RIGHTS THAT YOU HAVE REGARDING YOUR PROTECTED HEALTH INFORMATION 
Access to Your Protected Health Information: You have the right to request in writing a copy of and/or to inspect PHI in the mental health and billing records used to make decisions about you for as long as the PHI is maintained in the record. I may deny your access to PHI under certain circumstances, but in some cases you may have this decision reviewed. You may inspect and copy Psychotherapy Notes unless I make a clinical determination that access would be detrimental to your health. On your request, I will discuss with you the details of the request and denial process. 

Right to Amend: You have the right to request an amendment of PHI for as long as the PHI is maintained in the record. You have the right to request in writing that protected health information that we maintain about you be amended or corrected. I may deny your request to make requested amendments, but I will give each request careful consideration. 

All amendment requests, must be in writing, signed by you or legal representative, and must state the reasons for the amendment/correction request. You may obtain an “Amendment of Protected Health Information Form” in my office.  

Restrictions on Use and Disclosure of Your Protected Health Information: You have the right to request in writing restrictions on certain uses and disclosures of your PHI. However, I am not required to agree to a restriction that you request.
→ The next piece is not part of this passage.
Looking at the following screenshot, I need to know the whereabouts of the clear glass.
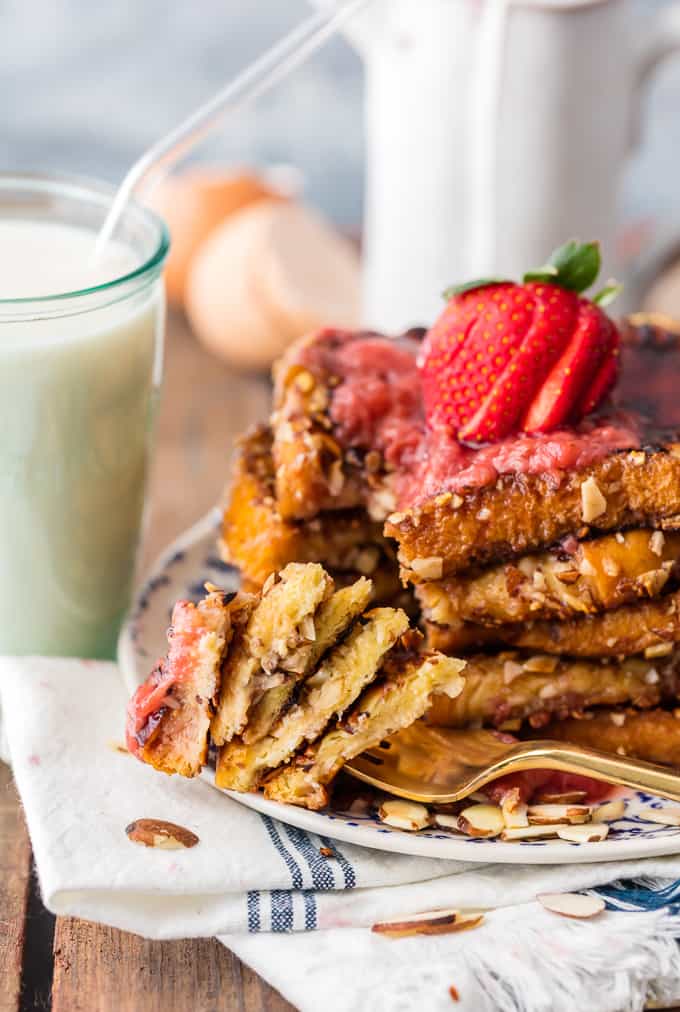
[0,174,169,658]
If I agree to any discretionary restrictions, I reserve the right to remove such restrictions as I see appropriate. I will notify you if I remove a restriction imposed in accordance with this paragraph. You also have the right to withdraw any restriction by communicating your desire to do so to me in writing.  
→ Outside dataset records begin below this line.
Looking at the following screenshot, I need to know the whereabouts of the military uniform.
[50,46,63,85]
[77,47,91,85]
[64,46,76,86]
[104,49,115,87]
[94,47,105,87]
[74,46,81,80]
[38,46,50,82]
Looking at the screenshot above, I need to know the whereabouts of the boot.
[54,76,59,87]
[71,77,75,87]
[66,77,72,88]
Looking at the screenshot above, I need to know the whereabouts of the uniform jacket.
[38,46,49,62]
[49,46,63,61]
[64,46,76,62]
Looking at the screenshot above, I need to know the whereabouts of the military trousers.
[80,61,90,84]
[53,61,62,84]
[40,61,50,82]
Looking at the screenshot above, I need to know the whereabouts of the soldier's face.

Paper Copy of this Notice: You have a right to request in writing, even if you have agreed to receive notices electronically, to obtain a paper copy of this Notice.
  
Right to Notice of Breach: I take very seriously the confidentiality of my patients’ information, and I am required by law to protect the privacy and security of your protected health information through appropriate safeguards. I will notify you in the event a breach occurs involving or potentially involving your unsecured health information and inform you of what steps you may need to take to protect yourself.  

Right to an Accounting: You generally have the right to receive an accounting of disclosures of PHI. On your request, I will discuss with you the details of the accounting process. Requests must be made in writing and signed by you or your legal representative. "Accounting of Disclosures Request Forms" are available in my office. The first accounting in any 12-month period is free; you will be charged a fee for each subsequent accounting you request within the same 12- month period. You will be notified of the fee at the time of your request.  

Complaints: If you believe your privacy rights have been violated, you may contact me (Privacy Officer/Contact Person) by filing a complaint in writing that specifies the manner in which you believe the violation occurred, the approximate date of such occurrence, and any details that you believe will be helpful to me. I will not retaliate against you in any way for filing a complaint with me or with the Secretary of the U.S. Department of Health and Human Services, Office of Civil Rights. Complaints with the Secretary must be filed in writing and sent to: Secretary of the U.S. Department of Health and Human Services, Office of Civil Rights, 200 Independence Ave., S.W., Room 509F, HHH Building, Washington, D.C. 20201. 

For Further Information: If you need further information or have questions related to this Notice or its contents, please feel free to contact me. As the Privacy Office/Contact Person for my practice, I will do my best to answer any questions, you may have. This HIPAA Notice of Psychologist’s Policies and Privacy Practices of your Health Information is available on my website (www.reneeymoore.com). This Notice is also available upon request.  
This Notice first became effective on January 20, 2023.